Decsion Tree Weight Base with different Criterion

KianKian Member Posts: 8 Contributor I
edited December 2018 in Help

How i can do Decision tree weight base with different criterion (like gain_ratio,information_gain, gini_index, accuracy) with RapidMiner software.

in Decision tree (weight_base) operator, there is not this option.

Thanks

Tagged:

Answers

  • Thomas_OttThomas_Ott RapidMiner Certified Analyst, RapidMiner Certified Expert, Member Posts: 1,761 Unicorn

    To help me understand better, are you referring to feeding weighted examples into the Decision Tree operator? If yes, you can do that with something like a Weight by Stratification operator and feed in the data into the Decision Tree operator. From there you can selec the gain_ration, information_gain, etc. 

     

    If you want to weigh attributes by gain_ratio, etc. You can use the Weight by Information Gain, Weight by Gini, etc operators. 

  • KianKian Member Posts: 8 Contributor I

    Thanks for reply, i think i should explain more.
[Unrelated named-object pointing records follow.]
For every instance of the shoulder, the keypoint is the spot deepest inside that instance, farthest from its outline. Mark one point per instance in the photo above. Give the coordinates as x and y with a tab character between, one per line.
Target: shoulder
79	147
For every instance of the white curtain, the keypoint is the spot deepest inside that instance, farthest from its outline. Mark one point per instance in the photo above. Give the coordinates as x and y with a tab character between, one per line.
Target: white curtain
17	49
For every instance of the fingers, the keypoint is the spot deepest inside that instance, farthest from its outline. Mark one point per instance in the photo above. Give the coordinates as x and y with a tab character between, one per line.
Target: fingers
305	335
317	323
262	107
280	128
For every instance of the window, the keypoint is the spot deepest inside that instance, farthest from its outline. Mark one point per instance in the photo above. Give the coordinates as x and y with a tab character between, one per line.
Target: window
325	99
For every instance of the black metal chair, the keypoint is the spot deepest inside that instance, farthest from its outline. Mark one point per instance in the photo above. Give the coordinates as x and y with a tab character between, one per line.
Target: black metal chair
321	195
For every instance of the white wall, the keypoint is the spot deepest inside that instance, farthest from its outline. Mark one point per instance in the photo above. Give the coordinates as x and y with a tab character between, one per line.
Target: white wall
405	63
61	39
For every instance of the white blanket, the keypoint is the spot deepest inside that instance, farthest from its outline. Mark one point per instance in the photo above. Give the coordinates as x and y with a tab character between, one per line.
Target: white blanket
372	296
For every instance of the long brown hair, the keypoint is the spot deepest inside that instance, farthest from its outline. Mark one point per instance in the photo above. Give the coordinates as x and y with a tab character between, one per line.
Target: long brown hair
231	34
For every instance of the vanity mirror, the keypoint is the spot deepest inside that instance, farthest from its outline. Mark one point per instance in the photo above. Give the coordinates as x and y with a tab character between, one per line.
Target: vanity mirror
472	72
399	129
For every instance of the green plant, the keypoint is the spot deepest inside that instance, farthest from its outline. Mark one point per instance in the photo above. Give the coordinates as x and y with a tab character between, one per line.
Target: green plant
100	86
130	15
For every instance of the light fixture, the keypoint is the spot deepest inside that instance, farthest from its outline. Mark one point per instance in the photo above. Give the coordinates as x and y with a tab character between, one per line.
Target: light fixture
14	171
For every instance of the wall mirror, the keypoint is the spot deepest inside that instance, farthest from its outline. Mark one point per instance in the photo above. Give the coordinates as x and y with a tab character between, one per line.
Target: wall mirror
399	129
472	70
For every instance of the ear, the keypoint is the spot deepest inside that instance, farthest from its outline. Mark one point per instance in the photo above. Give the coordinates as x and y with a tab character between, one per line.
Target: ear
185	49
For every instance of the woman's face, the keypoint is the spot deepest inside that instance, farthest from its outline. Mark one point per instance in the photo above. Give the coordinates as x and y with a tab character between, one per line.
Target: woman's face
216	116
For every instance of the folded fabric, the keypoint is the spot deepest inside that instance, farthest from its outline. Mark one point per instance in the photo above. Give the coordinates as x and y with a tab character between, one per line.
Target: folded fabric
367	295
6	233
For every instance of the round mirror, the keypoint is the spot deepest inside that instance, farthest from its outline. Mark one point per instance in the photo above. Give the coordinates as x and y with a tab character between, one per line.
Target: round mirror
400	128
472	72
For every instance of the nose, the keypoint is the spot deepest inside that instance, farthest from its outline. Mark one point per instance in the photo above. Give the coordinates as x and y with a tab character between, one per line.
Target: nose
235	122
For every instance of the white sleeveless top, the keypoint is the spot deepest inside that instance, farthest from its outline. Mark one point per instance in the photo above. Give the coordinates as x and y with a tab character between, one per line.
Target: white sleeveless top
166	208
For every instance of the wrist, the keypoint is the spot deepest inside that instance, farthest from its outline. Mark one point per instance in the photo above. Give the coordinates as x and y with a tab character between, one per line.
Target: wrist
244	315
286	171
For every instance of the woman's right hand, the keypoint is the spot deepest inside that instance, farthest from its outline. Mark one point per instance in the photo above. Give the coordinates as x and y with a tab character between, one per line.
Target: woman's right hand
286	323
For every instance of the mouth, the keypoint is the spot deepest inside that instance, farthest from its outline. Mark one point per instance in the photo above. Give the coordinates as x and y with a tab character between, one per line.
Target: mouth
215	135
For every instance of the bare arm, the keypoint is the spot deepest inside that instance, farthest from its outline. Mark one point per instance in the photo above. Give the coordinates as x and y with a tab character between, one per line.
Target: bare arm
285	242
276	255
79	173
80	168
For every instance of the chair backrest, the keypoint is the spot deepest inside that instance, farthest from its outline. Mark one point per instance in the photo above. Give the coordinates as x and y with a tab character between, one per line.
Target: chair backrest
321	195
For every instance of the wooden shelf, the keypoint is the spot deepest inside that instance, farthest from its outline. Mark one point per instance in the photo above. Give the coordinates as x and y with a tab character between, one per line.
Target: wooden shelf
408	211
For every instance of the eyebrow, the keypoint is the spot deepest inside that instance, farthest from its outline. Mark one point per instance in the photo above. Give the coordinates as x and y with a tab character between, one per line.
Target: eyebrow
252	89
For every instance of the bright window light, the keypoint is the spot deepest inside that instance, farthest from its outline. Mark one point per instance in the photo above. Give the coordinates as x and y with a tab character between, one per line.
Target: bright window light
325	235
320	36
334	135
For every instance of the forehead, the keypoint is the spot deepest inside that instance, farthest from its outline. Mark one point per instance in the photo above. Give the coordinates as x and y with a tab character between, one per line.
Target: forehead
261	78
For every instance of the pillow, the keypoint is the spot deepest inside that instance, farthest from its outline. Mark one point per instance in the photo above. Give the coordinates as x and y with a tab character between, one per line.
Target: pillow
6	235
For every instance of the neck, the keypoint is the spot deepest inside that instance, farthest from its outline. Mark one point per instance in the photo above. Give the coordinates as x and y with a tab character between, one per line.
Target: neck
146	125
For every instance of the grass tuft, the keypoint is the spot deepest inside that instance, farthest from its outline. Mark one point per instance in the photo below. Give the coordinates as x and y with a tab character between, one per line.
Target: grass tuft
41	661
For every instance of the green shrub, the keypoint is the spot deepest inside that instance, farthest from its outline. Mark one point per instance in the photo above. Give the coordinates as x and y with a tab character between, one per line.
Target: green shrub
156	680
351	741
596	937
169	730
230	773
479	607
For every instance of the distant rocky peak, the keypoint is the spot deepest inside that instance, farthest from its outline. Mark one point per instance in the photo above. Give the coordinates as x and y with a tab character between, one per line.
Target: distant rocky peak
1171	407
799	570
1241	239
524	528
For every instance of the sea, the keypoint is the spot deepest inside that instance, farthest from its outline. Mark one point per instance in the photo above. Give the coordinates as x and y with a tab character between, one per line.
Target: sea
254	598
    I did weighting on my main dataset and create datasets result in several weighitng operator.

    so i have a main dataset and several datast result in weighting operator in this dataset i have important attribute only.

    at second section i want to do deciosion tree weight base with different criterion.

    Example: dataset resultin gain ratio>> dicision tree weight base for examample with accuracy criterion and etc.

    IN Decision Tree operator there are 4 criterion but in Decision Tree weight-base operator there is not this option!

  • Thomas_OttThomas_Ott RapidMiner Certified Analyst, RapidMiner Certified Expert, Member Posts: 1,761 Unicorn

    Yes, that is correct. In the Decision Tree operator you can select 4 different criterion. The Weight by <....> operators allow only one scheme of splitting. 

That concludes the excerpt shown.